Red stage lights cloaked the band at the Christopher Cohan Performing Arts Center (PAC), illuminating the stage like a hidden beach under the setting sun. Usually, this would make great symbolism for a band with two original members over 70 years old. Something about The Beach Boys being on their way out; something about being on their last legs with younger supporting band mates carrying Mike Love and Bruce Johnston through the performance.
Unfortunately for that convenient imagery, and fortunately for everyone who paid money to attend, the concert lasted more than three hours.
The Beach Boys I saw last night wasn’t the same band that put out Pet Sounds, Smiley Smile or Surf’s Up. Only Love and Johnston remain of the original incarnation. There was no breakdancing, fireworks or T-shirt guns. Clad in dad jeans, the band stayed mostly stationary as it worked its way through the astounding number of hits the band has put out in its 55-year history. There weren’t any surprises or sudden turns.
The crowd’s composition matched. Rather than sandy teenagers or bikini clad girls, the concert hall filled with salt and pepper hair, respectable husband/wife types and beer bellies hidden under Hawaiian shirts.
This all sounds like criticism, but it isn’t. What’s wrong with any of that? The Beach Boys brought the audience with them through a nostalgia tour of their greatest hits, landing us on a SoCal beach bonfire in the mid-60s.
The band plays some 150 shows per year; my grandparents read, sleep and watch “Seinfeld.”
Considering the time Love and Johnston have spent under the limelight (more than half of a century), they were both impressively animated and self-aware. Love jabbed that the band was playing for the Mensa Society, then Johnston countered in the next song with bellows that sounded like they belonged to a 16-year-old a cappella pro — astoundingly intact. The humility with which the two carried the show, especially Love, presented the audience with a sense that the pair hadn’t grown senile, but rather wise — past the immaturity of narcissism that fame can bring.
The music followed a similar trend. There was no moment that I felt like my brain was melting or that I was put on the path to some religious awakening. That isn’t The Beach Boys, and it’s never been The Beach Boys. The reason their live performance has aged so well is that they’ve always been poppy and listenable. The high water mark of obscurity for the band’s discography was never beyond the scope of something they wouldn’t be able to handle or present effectively after aging. “God Only Knows” is equally fitting for The Beach Boys, aged 25 or 75.

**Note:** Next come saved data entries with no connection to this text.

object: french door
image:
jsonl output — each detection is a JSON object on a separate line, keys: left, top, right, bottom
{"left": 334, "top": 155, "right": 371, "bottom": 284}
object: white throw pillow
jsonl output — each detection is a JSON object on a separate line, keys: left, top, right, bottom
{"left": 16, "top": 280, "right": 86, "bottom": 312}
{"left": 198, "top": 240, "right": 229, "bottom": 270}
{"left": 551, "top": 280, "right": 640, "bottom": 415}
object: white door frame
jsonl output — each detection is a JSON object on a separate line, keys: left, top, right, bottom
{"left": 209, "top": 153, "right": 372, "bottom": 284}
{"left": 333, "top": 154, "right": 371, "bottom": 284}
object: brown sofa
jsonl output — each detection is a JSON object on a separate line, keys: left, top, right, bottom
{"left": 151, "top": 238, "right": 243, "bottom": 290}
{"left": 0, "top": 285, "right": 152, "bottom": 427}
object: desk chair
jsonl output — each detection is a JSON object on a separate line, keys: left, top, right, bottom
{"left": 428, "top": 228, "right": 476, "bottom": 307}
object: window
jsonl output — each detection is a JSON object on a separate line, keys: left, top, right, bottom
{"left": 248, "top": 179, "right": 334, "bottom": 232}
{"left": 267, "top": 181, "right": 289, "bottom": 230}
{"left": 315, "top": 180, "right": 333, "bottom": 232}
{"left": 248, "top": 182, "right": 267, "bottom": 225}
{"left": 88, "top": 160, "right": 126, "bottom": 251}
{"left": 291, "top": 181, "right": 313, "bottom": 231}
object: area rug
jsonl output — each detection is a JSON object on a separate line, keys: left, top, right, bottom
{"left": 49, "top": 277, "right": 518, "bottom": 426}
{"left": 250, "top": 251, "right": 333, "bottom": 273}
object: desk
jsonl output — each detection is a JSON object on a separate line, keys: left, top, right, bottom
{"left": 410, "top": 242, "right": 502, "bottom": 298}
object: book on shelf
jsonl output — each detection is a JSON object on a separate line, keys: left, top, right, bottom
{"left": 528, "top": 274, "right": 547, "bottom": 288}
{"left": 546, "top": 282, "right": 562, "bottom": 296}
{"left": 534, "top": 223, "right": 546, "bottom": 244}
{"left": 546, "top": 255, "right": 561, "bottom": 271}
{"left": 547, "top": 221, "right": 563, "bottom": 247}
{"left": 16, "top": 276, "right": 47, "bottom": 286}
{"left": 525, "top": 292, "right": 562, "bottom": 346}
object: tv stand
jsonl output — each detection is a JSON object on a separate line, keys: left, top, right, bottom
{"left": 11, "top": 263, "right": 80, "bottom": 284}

I’d like to see Kanye touring when he’s that age, but I don’t envision his sounds translating as well.
Despite a general sense of comfort with being old guys who still love rock and roll and haven’t lost fun in the darkness of seniorism, some wrinkles oozed to the surface. Love may have Periscoped some of the concert from his iPhone as if to say, “Hey I also use emoji,” but moments of the projected images behind the band — the main visual focal point — were pretty dismal. As the band played “Help Me Rhonda,” a slideshow of different font variations of “I Heart Rock n’ Roll” cross faded on the screen. First a speech bubble of the text, then ill-fitting neon, then even less fitting as a tattoo design. Someone seemed to have just used Google images to find rock and roll-themed clip art, then tossed it into iMovie. The authentic nostalgia was undone, punctuated by shots nearly identical to what plays at the PacSun, where you hunted for board shorts.
The moments of faded veil were revived in the last, most emotional songs. Before playing “The Warmth of the Sun,” Love gave a short explanation about the song being written in the hours before the Kennedy assassination. For “God Only Knows,” an audio recording of the late Carl Wilson sang in tribute.
In the end, the audience left fulfilled, home and tucked in before midnight.